Die Expo mit rund 200 internationale Aussteller aus dem Digital-Marketing-Umfeld fand an beiden Tagen parallel zur Konferenz statt. Neben einer Vielzahl an Masterclasses, fand ein buntes offizielles und inoffizielles Programm statt.

Side-Event: Coffee & Content bei Google

Endlich ein Highlight: Als interessantes und lohnenswertes Format stellte sich das Side-Event der Online Marketing Rockstars Coffee & Content heraus. Gastgeber waren Google Deutschland und MediaCom Deutschland.

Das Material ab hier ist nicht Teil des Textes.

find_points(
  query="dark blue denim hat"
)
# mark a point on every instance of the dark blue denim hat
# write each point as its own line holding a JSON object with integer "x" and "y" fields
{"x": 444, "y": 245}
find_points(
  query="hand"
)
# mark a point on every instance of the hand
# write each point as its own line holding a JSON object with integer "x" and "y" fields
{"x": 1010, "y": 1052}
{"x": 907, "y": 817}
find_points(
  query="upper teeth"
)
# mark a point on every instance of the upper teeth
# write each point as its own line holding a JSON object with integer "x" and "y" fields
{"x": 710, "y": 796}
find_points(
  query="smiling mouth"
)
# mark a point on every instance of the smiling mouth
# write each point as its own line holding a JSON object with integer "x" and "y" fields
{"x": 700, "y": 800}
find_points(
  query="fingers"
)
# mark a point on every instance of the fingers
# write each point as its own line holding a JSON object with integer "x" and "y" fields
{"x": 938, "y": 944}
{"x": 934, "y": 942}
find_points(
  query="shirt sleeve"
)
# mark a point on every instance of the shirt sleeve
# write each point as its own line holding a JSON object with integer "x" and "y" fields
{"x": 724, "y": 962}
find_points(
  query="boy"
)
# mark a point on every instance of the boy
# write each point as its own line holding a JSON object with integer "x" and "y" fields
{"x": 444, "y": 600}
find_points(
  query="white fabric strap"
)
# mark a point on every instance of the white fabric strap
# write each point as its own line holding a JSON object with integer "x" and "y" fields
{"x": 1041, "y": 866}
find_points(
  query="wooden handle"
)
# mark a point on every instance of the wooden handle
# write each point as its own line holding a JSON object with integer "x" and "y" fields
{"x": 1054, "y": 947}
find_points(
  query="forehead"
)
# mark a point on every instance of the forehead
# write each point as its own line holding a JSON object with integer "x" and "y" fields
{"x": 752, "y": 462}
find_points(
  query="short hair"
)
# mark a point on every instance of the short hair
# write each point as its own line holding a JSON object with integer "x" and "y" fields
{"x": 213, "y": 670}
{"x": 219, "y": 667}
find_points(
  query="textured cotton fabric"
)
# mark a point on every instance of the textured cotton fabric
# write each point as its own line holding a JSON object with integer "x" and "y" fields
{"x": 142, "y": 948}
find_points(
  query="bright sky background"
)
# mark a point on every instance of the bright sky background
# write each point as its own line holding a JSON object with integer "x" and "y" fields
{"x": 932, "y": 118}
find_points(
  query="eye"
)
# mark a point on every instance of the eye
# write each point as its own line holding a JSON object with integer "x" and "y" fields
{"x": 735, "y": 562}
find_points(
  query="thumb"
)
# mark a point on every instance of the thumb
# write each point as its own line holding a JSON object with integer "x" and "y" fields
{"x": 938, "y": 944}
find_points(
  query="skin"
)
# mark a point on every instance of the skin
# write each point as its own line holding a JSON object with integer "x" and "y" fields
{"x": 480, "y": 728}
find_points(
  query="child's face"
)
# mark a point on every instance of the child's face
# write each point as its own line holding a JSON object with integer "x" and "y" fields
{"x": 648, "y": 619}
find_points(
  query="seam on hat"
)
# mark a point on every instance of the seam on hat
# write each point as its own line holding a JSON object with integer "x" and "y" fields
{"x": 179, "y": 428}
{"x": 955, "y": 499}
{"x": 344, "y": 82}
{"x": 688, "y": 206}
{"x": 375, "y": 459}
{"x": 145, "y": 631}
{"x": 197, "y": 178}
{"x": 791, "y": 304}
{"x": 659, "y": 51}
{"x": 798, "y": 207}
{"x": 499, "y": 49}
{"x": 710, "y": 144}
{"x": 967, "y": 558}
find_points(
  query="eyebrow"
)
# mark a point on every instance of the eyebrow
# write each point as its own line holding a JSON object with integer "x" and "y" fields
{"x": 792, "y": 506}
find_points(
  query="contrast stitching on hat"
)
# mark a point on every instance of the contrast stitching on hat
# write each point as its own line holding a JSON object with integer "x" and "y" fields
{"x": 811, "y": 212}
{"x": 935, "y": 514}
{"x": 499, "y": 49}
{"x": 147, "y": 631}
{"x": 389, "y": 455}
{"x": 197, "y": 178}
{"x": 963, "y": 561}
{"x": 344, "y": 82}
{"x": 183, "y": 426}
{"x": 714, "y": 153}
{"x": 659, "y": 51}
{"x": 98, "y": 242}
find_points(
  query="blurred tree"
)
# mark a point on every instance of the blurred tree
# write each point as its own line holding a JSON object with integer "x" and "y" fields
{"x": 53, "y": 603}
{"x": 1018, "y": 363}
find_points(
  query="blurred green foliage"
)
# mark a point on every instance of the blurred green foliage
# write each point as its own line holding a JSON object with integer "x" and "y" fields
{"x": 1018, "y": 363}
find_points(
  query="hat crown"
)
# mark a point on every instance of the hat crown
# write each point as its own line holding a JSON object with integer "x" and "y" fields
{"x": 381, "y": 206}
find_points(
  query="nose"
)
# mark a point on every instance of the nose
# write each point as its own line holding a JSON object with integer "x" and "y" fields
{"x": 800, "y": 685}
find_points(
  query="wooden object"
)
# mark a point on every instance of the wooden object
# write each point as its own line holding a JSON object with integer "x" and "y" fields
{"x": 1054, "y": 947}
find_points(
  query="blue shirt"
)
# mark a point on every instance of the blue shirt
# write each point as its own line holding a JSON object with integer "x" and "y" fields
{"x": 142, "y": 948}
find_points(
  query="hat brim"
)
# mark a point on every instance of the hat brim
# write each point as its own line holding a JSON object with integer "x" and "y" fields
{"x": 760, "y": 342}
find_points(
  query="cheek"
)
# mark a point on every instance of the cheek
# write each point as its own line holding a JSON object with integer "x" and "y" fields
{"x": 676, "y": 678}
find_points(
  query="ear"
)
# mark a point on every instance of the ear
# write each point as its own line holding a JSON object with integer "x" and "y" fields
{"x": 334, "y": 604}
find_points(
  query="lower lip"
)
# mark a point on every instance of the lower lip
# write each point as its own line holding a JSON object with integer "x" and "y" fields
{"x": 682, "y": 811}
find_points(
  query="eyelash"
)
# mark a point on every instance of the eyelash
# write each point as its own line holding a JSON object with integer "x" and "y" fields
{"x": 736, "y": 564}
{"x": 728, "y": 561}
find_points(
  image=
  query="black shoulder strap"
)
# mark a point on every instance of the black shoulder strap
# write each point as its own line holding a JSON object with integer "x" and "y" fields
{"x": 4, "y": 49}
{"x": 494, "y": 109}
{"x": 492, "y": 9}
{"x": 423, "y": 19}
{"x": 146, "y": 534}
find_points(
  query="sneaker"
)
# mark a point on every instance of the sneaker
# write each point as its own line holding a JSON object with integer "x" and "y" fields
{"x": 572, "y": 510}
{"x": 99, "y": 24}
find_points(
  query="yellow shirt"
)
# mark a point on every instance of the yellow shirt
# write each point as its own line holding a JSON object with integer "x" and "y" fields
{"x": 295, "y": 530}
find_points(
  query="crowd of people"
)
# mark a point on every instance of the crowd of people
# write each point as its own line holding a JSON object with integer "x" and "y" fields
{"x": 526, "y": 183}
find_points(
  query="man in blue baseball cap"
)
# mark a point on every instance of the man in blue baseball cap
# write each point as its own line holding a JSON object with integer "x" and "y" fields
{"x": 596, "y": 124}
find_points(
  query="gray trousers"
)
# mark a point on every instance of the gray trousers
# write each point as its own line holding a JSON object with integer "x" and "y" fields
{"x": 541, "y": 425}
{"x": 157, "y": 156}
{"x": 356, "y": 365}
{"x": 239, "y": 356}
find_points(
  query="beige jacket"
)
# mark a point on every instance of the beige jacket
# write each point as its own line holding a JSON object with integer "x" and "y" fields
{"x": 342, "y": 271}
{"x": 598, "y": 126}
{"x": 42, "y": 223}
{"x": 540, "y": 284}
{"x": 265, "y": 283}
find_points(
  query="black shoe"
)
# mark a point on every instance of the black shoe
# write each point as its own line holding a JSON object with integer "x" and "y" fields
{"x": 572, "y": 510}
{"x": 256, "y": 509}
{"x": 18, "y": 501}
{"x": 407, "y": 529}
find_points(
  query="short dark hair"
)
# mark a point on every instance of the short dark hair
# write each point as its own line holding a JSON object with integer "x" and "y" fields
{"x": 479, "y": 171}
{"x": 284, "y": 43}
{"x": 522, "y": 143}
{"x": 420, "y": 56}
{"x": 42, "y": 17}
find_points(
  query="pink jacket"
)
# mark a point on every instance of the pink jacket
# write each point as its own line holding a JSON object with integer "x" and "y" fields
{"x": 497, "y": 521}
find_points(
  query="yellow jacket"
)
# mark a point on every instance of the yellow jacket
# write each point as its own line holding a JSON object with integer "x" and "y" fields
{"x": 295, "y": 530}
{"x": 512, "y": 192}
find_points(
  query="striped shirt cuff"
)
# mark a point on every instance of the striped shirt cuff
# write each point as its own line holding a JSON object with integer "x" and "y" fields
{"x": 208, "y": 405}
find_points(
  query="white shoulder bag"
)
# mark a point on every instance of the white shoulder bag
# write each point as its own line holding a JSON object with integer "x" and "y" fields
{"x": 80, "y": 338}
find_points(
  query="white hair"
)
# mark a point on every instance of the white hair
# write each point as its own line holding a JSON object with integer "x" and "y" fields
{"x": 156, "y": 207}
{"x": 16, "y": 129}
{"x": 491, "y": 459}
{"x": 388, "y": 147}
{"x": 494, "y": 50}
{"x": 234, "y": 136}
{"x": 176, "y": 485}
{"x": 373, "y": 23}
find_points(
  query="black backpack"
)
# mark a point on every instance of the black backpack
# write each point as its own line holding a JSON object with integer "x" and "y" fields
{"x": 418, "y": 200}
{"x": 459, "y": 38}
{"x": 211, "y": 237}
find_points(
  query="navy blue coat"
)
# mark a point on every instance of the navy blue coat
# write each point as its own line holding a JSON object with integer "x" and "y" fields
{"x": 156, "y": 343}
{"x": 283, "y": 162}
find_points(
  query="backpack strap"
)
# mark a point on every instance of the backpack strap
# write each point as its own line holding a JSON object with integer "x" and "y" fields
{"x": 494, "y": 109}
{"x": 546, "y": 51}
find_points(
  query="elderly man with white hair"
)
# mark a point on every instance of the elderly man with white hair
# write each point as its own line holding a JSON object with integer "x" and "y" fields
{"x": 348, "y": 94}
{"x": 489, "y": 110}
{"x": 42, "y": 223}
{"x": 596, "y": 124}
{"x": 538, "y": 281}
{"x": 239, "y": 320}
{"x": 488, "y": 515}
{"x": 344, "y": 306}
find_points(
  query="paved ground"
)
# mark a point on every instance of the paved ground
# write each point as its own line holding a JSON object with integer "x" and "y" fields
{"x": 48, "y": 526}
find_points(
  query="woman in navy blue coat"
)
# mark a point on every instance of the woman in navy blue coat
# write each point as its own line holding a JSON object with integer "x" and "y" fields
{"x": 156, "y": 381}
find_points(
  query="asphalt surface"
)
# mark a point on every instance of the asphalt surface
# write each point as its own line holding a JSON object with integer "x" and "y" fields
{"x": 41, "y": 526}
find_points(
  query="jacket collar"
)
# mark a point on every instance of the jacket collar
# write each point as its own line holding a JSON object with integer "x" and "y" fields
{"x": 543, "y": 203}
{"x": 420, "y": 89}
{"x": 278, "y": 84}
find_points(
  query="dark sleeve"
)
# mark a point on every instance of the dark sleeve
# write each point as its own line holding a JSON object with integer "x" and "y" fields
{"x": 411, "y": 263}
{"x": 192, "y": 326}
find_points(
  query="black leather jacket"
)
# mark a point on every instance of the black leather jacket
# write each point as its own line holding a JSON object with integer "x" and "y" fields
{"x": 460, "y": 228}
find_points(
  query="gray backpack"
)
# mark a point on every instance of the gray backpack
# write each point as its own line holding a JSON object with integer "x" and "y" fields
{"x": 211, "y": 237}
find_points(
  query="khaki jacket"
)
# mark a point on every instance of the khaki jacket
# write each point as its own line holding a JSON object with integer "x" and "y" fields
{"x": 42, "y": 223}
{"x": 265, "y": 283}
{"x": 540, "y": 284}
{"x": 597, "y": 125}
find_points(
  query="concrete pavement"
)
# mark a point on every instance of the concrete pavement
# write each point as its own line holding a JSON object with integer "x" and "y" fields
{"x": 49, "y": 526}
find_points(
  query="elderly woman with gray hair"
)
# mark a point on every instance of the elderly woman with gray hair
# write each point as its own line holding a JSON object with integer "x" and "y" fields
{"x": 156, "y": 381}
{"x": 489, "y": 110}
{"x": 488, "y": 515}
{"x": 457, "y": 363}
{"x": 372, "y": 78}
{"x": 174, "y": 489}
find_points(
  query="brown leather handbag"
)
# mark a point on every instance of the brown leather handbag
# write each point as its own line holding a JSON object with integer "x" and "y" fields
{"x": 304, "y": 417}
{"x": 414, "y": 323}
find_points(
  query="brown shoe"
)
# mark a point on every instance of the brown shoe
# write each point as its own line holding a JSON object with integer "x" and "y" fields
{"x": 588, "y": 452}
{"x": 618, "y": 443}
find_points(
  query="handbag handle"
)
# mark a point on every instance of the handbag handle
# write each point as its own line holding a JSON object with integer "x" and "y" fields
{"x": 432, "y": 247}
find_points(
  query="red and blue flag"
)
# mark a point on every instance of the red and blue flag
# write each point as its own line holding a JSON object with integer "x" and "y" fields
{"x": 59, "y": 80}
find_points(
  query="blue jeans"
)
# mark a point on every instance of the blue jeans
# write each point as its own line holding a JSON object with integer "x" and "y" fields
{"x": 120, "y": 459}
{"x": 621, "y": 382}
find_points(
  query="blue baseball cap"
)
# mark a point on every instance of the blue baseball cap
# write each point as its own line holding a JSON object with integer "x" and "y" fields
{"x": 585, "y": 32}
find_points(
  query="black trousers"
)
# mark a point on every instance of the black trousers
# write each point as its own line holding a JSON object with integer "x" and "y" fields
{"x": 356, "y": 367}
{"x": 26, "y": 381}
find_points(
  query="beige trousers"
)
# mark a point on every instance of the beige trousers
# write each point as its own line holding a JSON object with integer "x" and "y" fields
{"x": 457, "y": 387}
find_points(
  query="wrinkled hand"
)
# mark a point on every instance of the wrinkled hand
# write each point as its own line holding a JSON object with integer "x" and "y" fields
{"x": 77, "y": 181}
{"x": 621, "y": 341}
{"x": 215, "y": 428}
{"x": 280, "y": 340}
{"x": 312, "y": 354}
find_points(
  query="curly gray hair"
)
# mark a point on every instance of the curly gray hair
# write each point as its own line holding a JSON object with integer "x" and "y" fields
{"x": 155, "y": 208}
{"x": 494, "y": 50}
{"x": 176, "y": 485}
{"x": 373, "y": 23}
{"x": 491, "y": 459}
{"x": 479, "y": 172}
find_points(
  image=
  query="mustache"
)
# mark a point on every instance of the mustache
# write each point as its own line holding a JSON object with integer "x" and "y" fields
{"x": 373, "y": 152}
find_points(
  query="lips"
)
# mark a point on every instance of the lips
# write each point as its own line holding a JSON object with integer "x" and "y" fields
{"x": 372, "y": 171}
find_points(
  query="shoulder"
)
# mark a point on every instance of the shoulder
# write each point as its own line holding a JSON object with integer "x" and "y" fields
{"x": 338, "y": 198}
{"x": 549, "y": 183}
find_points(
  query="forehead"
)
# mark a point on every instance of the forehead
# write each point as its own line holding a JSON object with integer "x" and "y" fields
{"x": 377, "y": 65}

Das Thema des Side-Events lautete Virtual Reality. Unter dem Motto „Get virtual and create VR content that matters!” gaben Norman Wagner und Jonas Larbalette von MediaCom erste Einblicke in VR.

Video mit Jonas Larbalette von MediaCom.

Link zum Video mit Jonas Larbalette von MediaCom.

Nikolai Bockholt, Creative Services Engineer bei Google, rundete die Präsentation mit vielen Best Practice Cases ab und zeigte, was in Sachen VR bereits möglich ist.

Die gezeigten Best Practice Cases waren beispielsweise BMWs Projekt Visionary oder Googles 360-Grad-Film Pearl, die auf die Google Spotlight Stories-Technologie setzen.

Enter The Sandbox mit VR und Audi

Ein weiteres Beispiel ist die The Sandbox VR-Experience von Audi. Hier befördert die Automarke Event-Besucher mit einer Virtual-Reality-Experience in den Sandkasten.

Die Kampagne besteht aus einem TV-Spot, realen Events, Online-Maßnahmen und eine VR-Microsite.

Die Grundidee der VR-Experience besteht in der ist die Verknüpfung der realen Welt mit der virtuellen Realität. Basiert auf einer Kindheitserinnerung, die wohl die meisten Erwachsenen kennen – das Spielen mit Modellautos auf selbst gebauten Wegen im Sandkasten – haben die Producer eine Technologie entwickelt.

Und so geht es: Zunächst wird wie in einem realen Sandkasten eine Rennstrecke geformt. Anschließend scannt eine Infrarot-Kamera die Daten und setzt sie gerade erstellte Rennstrecke mit seiner Unwegsamkeit, allen Kurven, Tunneln und Hügeln in eine VR-Animation um.

Letztendlich können Event-Besucher mit einem Miniatur-Q5 über ihre personalisierte Strecke rasen.

Fazit: Ein gelungener Ansatz, um VR-Technologie mit Erfahrungen und  Storytelling nicht zu verbinden.